C'est ce que les porte-paroles du réseau sont allées dire à Québec, mardi soir, lors de leur passage à la Commission parlementaire sur la loi 28. Les femmes constatent en effet que le projet de loi prévoit «remettre les rênes du développement territorial entre les mains des municipalités régionales de comté (MRC), ce qui équivaudrait, selon elles, à écarter les femmes des décisions les concernant. Elles rappellent que les conseils de MRC sont composés exclusivement de maires et de mairesses, que la proportion de mairesses au Québec est de 17,3 % et que sur 104 préfets de MRC au Québec, seulement 20 sont des femmes.

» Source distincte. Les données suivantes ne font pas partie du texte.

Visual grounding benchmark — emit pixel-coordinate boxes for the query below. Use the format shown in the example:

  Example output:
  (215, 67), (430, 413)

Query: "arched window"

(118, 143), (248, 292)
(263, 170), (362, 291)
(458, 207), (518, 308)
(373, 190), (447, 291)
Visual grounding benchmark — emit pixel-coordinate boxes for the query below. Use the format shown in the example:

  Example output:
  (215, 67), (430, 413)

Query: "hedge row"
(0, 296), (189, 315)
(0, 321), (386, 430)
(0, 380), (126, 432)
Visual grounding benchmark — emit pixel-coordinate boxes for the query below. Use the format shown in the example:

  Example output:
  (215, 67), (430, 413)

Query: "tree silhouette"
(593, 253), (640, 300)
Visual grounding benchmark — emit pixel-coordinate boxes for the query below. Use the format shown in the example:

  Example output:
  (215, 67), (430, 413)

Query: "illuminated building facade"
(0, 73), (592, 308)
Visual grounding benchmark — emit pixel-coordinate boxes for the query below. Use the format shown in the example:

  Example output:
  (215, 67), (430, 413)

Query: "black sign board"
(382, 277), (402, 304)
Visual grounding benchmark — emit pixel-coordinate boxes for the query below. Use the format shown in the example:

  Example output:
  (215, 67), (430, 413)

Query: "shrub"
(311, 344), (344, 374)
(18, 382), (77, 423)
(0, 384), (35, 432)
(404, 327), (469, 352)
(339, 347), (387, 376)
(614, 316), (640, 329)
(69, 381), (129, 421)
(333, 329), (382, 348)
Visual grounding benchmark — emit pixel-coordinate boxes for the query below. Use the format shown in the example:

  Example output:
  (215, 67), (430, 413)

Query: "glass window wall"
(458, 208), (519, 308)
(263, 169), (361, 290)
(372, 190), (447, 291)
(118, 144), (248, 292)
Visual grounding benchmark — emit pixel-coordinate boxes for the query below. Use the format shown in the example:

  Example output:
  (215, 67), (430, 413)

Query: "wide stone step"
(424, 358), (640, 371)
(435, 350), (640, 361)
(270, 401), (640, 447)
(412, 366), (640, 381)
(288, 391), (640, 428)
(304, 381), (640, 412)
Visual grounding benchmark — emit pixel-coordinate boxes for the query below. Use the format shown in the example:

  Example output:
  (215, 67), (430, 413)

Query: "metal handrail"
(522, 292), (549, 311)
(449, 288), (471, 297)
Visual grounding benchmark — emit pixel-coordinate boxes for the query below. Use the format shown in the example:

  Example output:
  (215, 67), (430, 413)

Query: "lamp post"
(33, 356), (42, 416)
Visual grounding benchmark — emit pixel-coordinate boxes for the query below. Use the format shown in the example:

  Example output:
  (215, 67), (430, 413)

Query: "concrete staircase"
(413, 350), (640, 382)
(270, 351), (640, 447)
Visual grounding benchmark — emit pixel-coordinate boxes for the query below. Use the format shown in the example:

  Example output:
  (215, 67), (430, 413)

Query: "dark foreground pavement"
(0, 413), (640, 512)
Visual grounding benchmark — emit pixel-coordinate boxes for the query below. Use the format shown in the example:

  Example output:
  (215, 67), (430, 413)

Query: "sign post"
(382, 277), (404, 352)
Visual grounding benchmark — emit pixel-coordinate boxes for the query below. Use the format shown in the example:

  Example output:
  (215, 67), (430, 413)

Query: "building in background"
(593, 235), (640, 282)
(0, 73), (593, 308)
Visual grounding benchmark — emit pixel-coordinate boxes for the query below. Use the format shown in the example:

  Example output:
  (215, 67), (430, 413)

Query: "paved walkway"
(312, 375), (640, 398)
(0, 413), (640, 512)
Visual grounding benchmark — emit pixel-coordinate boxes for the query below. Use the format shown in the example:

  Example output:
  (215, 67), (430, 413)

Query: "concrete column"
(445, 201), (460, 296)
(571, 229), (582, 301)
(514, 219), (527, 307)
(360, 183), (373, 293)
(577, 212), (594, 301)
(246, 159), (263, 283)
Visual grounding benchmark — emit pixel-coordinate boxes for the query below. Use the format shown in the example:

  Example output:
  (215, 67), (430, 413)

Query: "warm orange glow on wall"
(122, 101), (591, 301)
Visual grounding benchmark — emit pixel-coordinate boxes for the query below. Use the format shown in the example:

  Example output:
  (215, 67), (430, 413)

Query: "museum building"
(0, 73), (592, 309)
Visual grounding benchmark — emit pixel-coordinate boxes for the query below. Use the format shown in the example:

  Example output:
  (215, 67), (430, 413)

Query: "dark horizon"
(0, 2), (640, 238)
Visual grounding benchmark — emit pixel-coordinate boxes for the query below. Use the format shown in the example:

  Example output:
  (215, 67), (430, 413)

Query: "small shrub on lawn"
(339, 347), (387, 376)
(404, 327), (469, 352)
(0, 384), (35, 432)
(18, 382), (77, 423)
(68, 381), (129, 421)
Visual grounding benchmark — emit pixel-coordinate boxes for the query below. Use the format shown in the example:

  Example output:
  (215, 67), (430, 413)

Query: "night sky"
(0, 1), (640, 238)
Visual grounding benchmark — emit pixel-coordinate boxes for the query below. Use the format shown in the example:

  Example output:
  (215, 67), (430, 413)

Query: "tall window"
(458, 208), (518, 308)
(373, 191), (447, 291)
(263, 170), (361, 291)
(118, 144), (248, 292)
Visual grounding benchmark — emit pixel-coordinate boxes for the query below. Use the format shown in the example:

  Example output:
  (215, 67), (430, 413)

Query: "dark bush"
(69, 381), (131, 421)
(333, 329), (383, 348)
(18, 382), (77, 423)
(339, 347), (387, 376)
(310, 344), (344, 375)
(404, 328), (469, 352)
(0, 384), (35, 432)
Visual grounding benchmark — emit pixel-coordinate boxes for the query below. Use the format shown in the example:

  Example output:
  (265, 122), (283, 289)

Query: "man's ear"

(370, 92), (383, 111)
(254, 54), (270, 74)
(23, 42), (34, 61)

Outre cette sous-représentation féminine, le réseau des tables de femmes souligne que les MRC n'ont ni l'expertise ni le mandat pour travailler à l'avancement de l'égalité pour les femmes sur leur territoire respectif. Il invite donc le gouvernement à s'assurer que les MRC procéderont à une analyse différenciée selon les sexes pour chaque programme, politique ou mesure qu'elles mettront de l'avant et qu'elles travailleront avec les groupes de femmes de leur territoire.

Joanne Blais souligne par ailleurs qu'avec le projet de loi 28, ce sont également 19 ententes en matière d'égalité pour les femmes qui sont reléguées au néant. On annulerait aussi des projets qui visent l'autonomie économique des femmes ou leur représentation dans les lieux de pouvoir. Et c'est sans compter que plusieurs groupes de femmes en région ont déjà vu leur budget de financement menacé. «De plus, plaide Mme Blais, dans les régions ressources, la ségrégation professionnelle des emplois fait que les emplois des femmes sont concentrés dans les services publics, parapublics et gouvernementaux, «soit justement les emplois qui disparaissent des régions.»

Comme les tables régionales de groupes de femmes sont les seuls organismes régionaux dont la mission est de travailler à l'égalité pour toutes les femmes en région et qu'elles sont soutenues par quelque 400 groupes de femmes, elles demandent au gouvernement de diriger vers les 17 tables régionales les sommes qu'il consacrait annuellement aux ententes en matière d'égalité. On estime qu'ainsi, «l'argent sera investi dans des mesures structurantes élaborées en concertation et en partenariat pour améliorer les conditions de vie des femmes.»

Enfin, pour contrer la déstructuration actuellement en cours et pour préserver une cohésion régionale, le réseau souhaite que Québec facilite la mise sur pied d'une instance de concertation régionale et que cette dernière respecte la parité hommes femmes.